SERVOS

TEORY

Description: The servo is a small but powerful device that arranges in its interior of a small one motor with a reductor of velocity and multiplier of force, also has a small circuit that governs the system. The it traveled through of the axis at the outset is of 180º in the majority of them, but easily can be modified to have a traveled through free of 360º and to act as well as a motor.

Operation: The control of position performs it the I servo internally by means of a potentiometer that goes connected mechanically al axis at the outset and controls a pwm (modulador of width of pulses) internal for thus compare it with the entrance pwm external of the servo, by means of a differential system, and asi to modify the position of the axis at the outset until the values be equalized and the I serve stop in the position indicated, in this Motor of the servo to stops consuming current and so alone circulates a small current to the internal circuit, if we force the servo (moving the axis at the outset with the hand) at this time the internal differential control detects it and sends the necessary current al motor to correct the position.

To control an I serve we will have to apply a pulse of duration and specific frequency. All the servos have three cables two for diet Vcc and Gnd and another cable to apply the control pulses train that will do that the circuit of internal differential control put the I serve in the position indicated by the width of the pulse.

In the following board they are indicated the values of control and disposition of cables of several marks that market servos.

PRACTICE

To cause to function an servo for the first time and to see its traveled through I thought up me a simple routine with the one that could experience without problems with different durations of pulses and thus to be able to verify the traveled through of the servo standard FutabaS3003 that bought for a price of 3900 Pts.

By means of a switch we will introduce two basic orders al pic that will be put the servo in position of 0º and put the servo in position of 180º with these two positions we will have a circuit I practice of verification of the traveled through of any I serve.

The plan of conections is the following one. :

The routine is based on a continuous loop of verification of the line RA0 to which I have connected a switch of lever, if the switch this open one then arrives a 0 logical to RA0 and the I serve tour to the position 0º and if the switch this closed therefore arrives a 1 to RA0 and the servo tour to the maximum position of 180º. The train of impulses will leave for the duckling RB0 of the PIC and will connect directly with the entrance of pulses of the servo.

The width of the pulse comes defined by the I retard created by software and that will maintain to logical level 1 the exit during the duration of this. Once even to logical level 0 will enter operation another routine of I retard with the sufficient time to complete the 20 ms for obtain the frequency of 50 Hz necessary, and the process will be repeated indefinitely.

The retardos have been calculated with the program  CalDelay

	servocrt.asm
To discharge the file clikea on the cabinet, to see it clikea on the text

MOTORS CC

TEORY

Description: The electric motor is an electromotive device, this means that converts the electric power in motor energy. All the motors have an axis at the outset to adapt a gear, polea or capable mechanism of transmit the movement created by the motor.
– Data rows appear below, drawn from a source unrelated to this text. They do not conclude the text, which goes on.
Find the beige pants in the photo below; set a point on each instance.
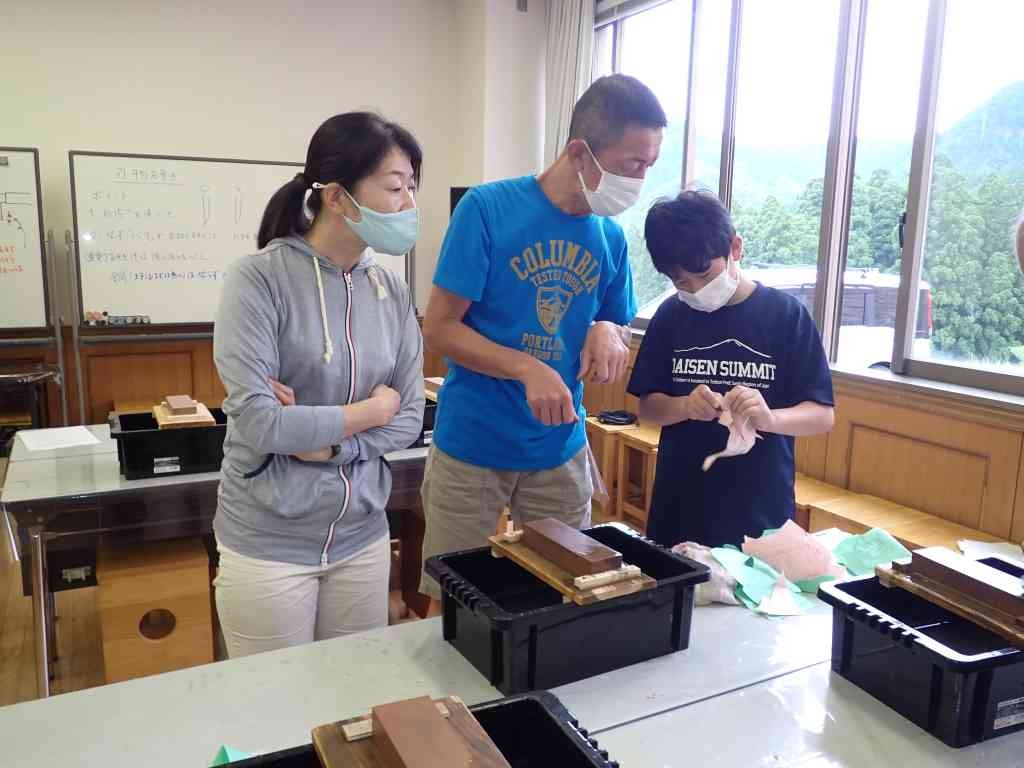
(265, 605)
(462, 502)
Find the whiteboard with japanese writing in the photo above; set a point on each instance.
(23, 273)
(157, 235)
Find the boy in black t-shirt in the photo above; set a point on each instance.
(724, 342)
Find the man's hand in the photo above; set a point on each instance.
(547, 394)
(605, 353)
(749, 403)
(704, 404)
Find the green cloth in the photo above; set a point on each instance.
(227, 755)
(861, 553)
(755, 579)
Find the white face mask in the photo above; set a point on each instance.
(716, 294)
(613, 194)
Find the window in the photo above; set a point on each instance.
(894, 41)
(786, 69)
(714, 19)
(655, 49)
(604, 51)
(949, 303)
(976, 189)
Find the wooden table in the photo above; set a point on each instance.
(59, 501)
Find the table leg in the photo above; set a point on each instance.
(413, 528)
(40, 610)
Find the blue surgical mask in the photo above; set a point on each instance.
(392, 233)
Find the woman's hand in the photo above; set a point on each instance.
(286, 396)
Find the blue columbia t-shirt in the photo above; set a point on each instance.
(768, 342)
(537, 279)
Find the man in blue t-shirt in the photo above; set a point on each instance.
(532, 296)
(723, 343)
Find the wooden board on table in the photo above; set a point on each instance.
(335, 751)
(561, 580)
(166, 420)
(964, 605)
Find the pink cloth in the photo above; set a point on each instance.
(795, 553)
(741, 438)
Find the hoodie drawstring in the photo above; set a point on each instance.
(328, 343)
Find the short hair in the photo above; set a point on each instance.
(687, 232)
(608, 105)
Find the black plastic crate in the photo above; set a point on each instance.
(519, 634)
(960, 682)
(532, 730)
(146, 451)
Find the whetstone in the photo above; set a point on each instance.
(413, 734)
(180, 404)
(573, 552)
(336, 750)
(986, 585)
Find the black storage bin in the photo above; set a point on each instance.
(146, 451)
(957, 681)
(519, 634)
(534, 730)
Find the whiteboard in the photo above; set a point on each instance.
(23, 272)
(157, 235)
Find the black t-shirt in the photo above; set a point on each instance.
(768, 342)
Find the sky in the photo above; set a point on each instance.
(787, 64)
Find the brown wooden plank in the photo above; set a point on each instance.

Operation: The operation of a motor is based on the action of opposite magnetic fields that cause they rotate the rotor (internal axis) in opposite direction al estator (external magnet or winds), with what if we hold through backups or flanges the framework of the motor the rotor with the axis at the outset will be the unique thing that rotate.

To change the direction of turn in a motor of so alone direct current we have to invest the polarity of the diet of the motor.

To modify his velocity we can vary his tension of diet with what the motor will lose velocity, but will also lose pair of turn (force) or for lose not pair in the axis at the outset we can do a circuit modulador of width of pulses (pwm) with an exit to transistor of but or less power according to the motor utilized.

PRACTICE

Control of direction through the integrated Circuit L293B

Description : Control based on the driver l293b of 4 capable channels to provide in each one of its exits to 1A and has entrance of diet separated for the drivers.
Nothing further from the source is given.